Taking over for tricky situations alerts Tesla to those situations and allows them to rank and fix the issue.

1,000's of miles might be nothing, but then multiply it by the tens of thousands of drivers using it everyday and yes Tesla basically is aware of all the tricky situations and is working to resolve them.

I really don't understand people like you who criticize companies trying to push things forward. At least they're trying, why be so unsupportive?


Are you a developer? Everyone knows the last 10% takes 90% of the time.

Though in this case I would say the remaining problems in FSD become exponentially more difficult the closer to 100%.

Why am I critical? Because Elon Musk reminds me of bad bosses and product managers in my career. They act like PT Barnum to the public and throw tantrums internally.

I also strongly dislike Musk's rejection of Kanban and Toyota Production System principles.

After all, Musk was fired as CEO by the PayPal board after Engineering mutinied against his ill-advised plan to migrate to .net and Windows.

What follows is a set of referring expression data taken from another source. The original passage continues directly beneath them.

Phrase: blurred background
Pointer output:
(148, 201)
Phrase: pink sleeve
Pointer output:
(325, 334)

Err the best engineers in the world work for him and want to work for him. Engineers run his companies. They’re given crazy ambitious goals and the resources to go do it. Engineers love challenges and making the impossible possible. Robots, fast cars, and rockets.


You keep saying things like that, but from your comment history you seem to be a huge Musk fan, so color me dubious. So what data do you have on 1) the best engineers and 2) their preference for Musk as boss?

Yet more tantrum like behavior with Twitter and Tesla return-to-office has definitely soured many of my colleagues recently.


Glassdoor reviews give Elon a high rating and many of the reviews mention how the people are the smartest they’ve ever worked with.


That sounds like it was probably the standard Tesla display, rather than the FSD Beta display? My understanding is that it's a very different system. But yeah, the standard display has pretty laughable object persistence.


I was interested in FSD but autopilot is so shitty and unreliable it has convinced me to not buy the upgrade. If they want to sell an expensive upgrade from autopilot to FSD they need to make the autopilot flawless at its job.